One year ago at this moment, I was spending my last night in Richland Center, wondering how I’d managed to piece together the plan that would unfold the following day. I’d agreed to begin teaching at the Platteville campus months earlier, in the middle of my summer classes, but my initial efforts to find help with locating a new apartment, and moving all my stuff downstate, failed spectacularly. With a week to go before the planned move, I still wasn’t sure what would happen — both apartment managers and moving companies had screwed me over — but I managed to cobble together a last-second plan where I’d move to Platteville the day before I was scheduled to start teaching, into an apartment whose listing I replied to mere minutes after it got posted online.
To say that the following forty-eight hours were hectic would be a colossal understatement. The move happened, but I was so sore from it that I wasn’t even sure I could make it to campus the following day. I did, but then I had to run around taking care of business I hadn’t been able to handle earlier, to the point where my phone told me that I’d already walked more than four miles before I even taught my first of three classes that day. There was hardly a time to rest in the days to come, either, as I learned of Hedder’s passing that Friday, and then became gravely ill myself a couple of weeks later.
That first semester of teaching here in Platteville was far from perfect, since I was basically playing from behind as soon as I arrived here, but I made it work out. The following semester, of course, I badly sprained my knee the first weekend of the term, and that created all new problems for me to deal with. I’ve had more than my fair share of drama this summer, but compared to the chaos of those first two semesters, it’s been a relative cakewalk. I’ve even managed to get back up to speed on the research for my next book, something that had been elusive for me since long before I moved here 364 days ago.
This coming fall semester, though, is coming with its own share of baggage.
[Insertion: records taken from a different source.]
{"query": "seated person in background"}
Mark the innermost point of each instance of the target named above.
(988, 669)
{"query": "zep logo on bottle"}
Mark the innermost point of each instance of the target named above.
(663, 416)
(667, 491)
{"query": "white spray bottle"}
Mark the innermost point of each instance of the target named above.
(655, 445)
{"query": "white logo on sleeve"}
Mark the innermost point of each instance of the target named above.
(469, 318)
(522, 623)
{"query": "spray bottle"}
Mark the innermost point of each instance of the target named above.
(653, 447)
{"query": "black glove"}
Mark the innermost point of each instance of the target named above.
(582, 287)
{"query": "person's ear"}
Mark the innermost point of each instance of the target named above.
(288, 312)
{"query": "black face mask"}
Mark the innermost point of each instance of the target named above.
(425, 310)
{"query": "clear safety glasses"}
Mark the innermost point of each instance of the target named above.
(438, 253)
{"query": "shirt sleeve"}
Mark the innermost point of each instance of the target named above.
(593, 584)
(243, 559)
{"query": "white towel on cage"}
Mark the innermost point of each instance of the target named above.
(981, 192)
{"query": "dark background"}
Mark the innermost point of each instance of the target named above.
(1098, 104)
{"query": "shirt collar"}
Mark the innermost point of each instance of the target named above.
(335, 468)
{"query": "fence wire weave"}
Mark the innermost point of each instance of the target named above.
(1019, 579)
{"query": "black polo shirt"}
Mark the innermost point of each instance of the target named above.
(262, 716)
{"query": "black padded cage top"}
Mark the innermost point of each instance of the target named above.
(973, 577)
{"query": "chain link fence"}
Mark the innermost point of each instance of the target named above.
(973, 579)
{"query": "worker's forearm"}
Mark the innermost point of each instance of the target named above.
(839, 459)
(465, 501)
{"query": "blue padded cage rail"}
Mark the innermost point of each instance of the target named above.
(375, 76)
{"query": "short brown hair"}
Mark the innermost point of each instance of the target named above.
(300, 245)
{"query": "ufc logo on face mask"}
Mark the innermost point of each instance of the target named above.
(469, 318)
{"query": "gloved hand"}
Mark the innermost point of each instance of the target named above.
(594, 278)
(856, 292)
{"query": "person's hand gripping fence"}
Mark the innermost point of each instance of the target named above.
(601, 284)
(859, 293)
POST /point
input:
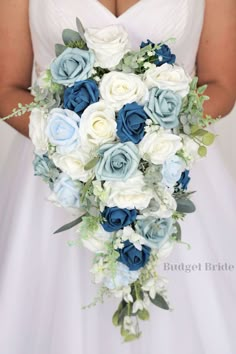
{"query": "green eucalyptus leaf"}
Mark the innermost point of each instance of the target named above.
(131, 337)
(85, 189)
(80, 29)
(115, 319)
(122, 313)
(200, 132)
(178, 234)
(59, 49)
(201, 89)
(69, 225)
(92, 163)
(202, 151)
(185, 206)
(69, 35)
(208, 139)
(160, 302)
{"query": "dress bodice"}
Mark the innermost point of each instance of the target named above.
(156, 20)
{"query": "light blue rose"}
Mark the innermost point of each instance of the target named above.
(172, 170)
(67, 191)
(62, 129)
(164, 107)
(155, 231)
(118, 161)
(72, 65)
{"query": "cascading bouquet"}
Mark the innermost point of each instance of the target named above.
(116, 132)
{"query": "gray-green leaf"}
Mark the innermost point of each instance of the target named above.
(59, 48)
(69, 225)
(160, 302)
(208, 139)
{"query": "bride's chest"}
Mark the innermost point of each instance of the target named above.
(156, 20)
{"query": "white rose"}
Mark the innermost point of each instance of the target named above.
(159, 145)
(168, 77)
(97, 125)
(73, 164)
(97, 242)
(37, 127)
(118, 88)
(109, 44)
(130, 194)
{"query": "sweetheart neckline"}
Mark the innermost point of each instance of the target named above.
(123, 13)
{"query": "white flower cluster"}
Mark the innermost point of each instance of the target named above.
(116, 152)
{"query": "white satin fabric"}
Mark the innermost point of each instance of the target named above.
(44, 283)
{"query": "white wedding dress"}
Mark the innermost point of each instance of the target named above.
(44, 283)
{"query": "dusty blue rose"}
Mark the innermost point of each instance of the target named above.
(155, 231)
(163, 55)
(72, 65)
(164, 107)
(131, 122)
(116, 218)
(78, 97)
(184, 180)
(67, 191)
(133, 258)
(118, 161)
(62, 129)
(172, 170)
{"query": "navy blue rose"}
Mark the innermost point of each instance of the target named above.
(131, 122)
(132, 257)
(78, 97)
(163, 55)
(117, 218)
(184, 180)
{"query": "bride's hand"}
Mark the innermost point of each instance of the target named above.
(16, 60)
(216, 56)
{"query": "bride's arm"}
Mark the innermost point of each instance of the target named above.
(16, 59)
(216, 64)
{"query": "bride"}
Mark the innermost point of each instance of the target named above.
(43, 282)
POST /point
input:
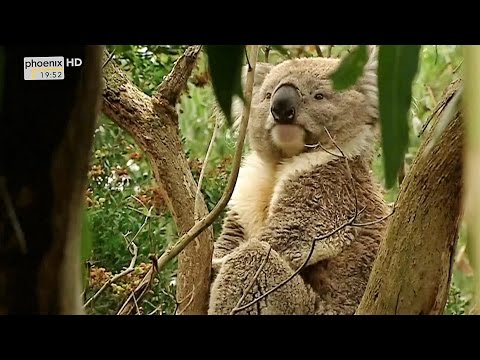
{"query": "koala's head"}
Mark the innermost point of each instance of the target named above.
(293, 102)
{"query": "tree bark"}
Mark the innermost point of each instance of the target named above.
(153, 123)
(412, 272)
(46, 135)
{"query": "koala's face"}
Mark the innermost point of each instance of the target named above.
(295, 102)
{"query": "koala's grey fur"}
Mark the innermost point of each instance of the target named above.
(288, 195)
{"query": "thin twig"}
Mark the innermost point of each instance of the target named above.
(200, 226)
(202, 172)
(457, 67)
(267, 52)
(147, 217)
(128, 270)
(136, 304)
(375, 221)
(329, 50)
(248, 60)
(12, 215)
(249, 287)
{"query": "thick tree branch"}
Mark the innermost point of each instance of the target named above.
(412, 272)
(153, 123)
(206, 221)
(176, 81)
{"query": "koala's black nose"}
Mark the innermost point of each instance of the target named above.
(284, 104)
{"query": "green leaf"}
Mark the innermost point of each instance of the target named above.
(225, 62)
(350, 68)
(86, 246)
(397, 67)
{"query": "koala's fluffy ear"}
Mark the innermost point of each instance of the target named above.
(367, 84)
(261, 71)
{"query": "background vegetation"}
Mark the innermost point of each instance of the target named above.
(123, 206)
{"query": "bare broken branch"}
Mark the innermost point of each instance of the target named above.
(200, 226)
(176, 81)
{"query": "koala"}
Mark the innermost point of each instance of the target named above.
(307, 174)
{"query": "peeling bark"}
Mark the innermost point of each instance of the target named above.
(153, 123)
(412, 272)
(47, 128)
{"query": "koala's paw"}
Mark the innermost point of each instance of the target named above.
(239, 269)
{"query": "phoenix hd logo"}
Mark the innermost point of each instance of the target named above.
(48, 68)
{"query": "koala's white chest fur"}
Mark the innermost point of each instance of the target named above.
(259, 186)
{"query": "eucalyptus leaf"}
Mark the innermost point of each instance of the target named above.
(225, 63)
(350, 68)
(397, 68)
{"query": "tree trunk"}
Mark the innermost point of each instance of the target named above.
(412, 272)
(46, 135)
(153, 123)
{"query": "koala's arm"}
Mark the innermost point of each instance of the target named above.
(230, 238)
(309, 208)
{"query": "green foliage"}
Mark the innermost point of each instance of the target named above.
(397, 67)
(225, 64)
(121, 181)
(457, 303)
(350, 69)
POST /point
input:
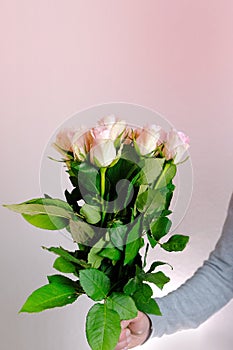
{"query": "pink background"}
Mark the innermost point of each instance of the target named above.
(58, 57)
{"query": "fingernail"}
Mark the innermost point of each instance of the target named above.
(127, 333)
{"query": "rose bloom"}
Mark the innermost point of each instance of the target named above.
(103, 153)
(176, 145)
(148, 139)
(106, 137)
(81, 144)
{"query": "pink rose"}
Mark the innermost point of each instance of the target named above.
(81, 144)
(103, 153)
(148, 139)
(105, 144)
(176, 145)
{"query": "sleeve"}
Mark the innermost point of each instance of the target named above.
(206, 292)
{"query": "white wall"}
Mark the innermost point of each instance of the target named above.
(59, 57)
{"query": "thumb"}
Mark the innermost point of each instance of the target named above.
(139, 324)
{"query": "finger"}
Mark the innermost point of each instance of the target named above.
(124, 340)
(140, 324)
(125, 335)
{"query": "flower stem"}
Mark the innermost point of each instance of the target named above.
(102, 192)
(161, 177)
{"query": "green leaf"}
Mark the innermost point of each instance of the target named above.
(167, 175)
(81, 231)
(151, 168)
(67, 255)
(95, 283)
(37, 209)
(43, 221)
(131, 286)
(60, 279)
(50, 296)
(156, 264)
(123, 305)
(91, 213)
(111, 252)
(144, 302)
(152, 241)
(102, 328)
(160, 227)
(134, 242)
(158, 278)
(118, 235)
(45, 213)
(150, 201)
(175, 243)
(64, 265)
(87, 176)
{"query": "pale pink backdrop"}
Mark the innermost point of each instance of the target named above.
(58, 57)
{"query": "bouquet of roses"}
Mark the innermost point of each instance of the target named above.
(122, 186)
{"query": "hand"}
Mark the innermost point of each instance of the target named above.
(134, 332)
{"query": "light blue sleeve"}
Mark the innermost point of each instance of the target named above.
(206, 292)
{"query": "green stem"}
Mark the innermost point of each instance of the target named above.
(102, 192)
(161, 177)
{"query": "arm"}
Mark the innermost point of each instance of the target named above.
(206, 292)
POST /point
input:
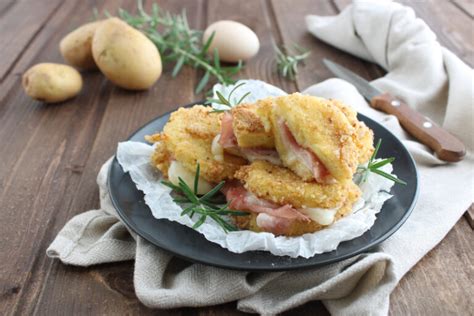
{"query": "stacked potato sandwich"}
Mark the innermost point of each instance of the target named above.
(288, 161)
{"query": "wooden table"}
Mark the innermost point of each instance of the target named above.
(50, 154)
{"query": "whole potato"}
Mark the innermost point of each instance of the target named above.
(76, 47)
(51, 83)
(126, 56)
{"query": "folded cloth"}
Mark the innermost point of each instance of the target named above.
(423, 73)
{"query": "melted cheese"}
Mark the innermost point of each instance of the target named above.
(323, 216)
(216, 149)
(177, 170)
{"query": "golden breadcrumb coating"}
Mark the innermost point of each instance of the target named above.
(187, 138)
(297, 228)
(321, 127)
(364, 136)
(248, 124)
(281, 186)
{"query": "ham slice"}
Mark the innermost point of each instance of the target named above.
(307, 157)
(268, 154)
(243, 200)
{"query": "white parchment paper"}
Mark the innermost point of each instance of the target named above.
(134, 157)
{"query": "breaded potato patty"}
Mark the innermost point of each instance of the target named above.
(248, 124)
(281, 186)
(364, 137)
(296, 228)
(322, 128)
(187, 138)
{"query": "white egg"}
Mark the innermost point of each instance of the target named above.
(234, 41)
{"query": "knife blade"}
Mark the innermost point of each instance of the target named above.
(446, 146)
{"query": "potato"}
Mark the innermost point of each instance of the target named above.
(126, 56)
(76, 46)
(51, 83)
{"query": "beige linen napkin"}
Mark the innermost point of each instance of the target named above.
(429, 78)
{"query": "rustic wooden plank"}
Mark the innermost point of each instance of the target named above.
(43, 175)
(56, 156)
(441, 283)
(5, 6)
(33, 15)
(124, 112)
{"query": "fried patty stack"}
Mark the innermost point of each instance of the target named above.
(288, 161)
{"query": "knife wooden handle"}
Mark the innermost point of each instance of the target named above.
(446, 146)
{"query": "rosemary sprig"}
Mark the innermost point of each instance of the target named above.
(287, 64)
(228, 102)
(179, 44)
(204, 206)
(374, 167)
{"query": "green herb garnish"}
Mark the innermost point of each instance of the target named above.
(179, 44)
(204, 205)
(374, 167)
(228, 102)
(287, 64)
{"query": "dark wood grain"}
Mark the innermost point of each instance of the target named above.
(50, 154)
(15, 40)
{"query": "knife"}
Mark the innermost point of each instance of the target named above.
(446, 146)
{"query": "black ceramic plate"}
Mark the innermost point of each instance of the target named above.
(191, 245)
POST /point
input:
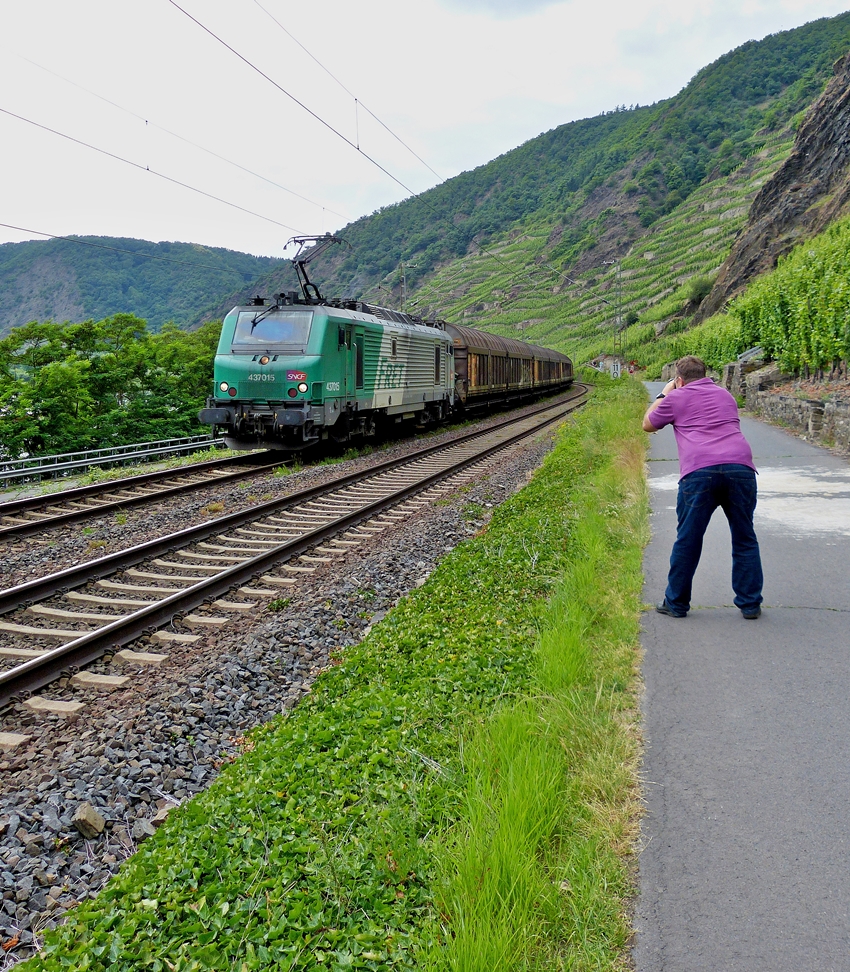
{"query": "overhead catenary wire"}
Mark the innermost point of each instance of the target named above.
(145, 168)
(135, 253)
(357, 102)
(344, 138)
(347, 140)
(292, 97)
(182, 138)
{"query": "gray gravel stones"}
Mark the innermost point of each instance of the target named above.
(134, 754)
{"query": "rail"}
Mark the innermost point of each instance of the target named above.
(65, 463)
(37, 672)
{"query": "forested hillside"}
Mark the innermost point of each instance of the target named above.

Not only am I developing all-new course material as part of an academic fellowship this year (something which, if successful, should help finance a whole lot of special research), but I just agreed to take on an overload for the semester this past Saturday. I’ve only ever done an overload once before in my teaching career, and that was just for part of a term (and so long ago that it was back in Toledo). I’m honestly not sure if I’m more nervous now than I was a year ago tonight, when I was hoping I could get at least a little sleep before my big move.
As if that weren’t enough, we’re in the middle of yet another heat wave here, so if all the thoughts racing through my head right now aren’t enough to keep me up all night, then the hot weather might. I’m trying to take solace in the fact that my body isn’t feeling worn out right now, although walking around in 90-degree weather tomorrow probably isn’t going to make me feel as fresh as a summer’s day as I greet all my new students. I’m trying to avoid psyching myself out before I even get to campus tomorrow, but looking ahead at all the challenges of the coming term, it’s hard to avoid feeling like this semester of teaching may be my most difficult yet.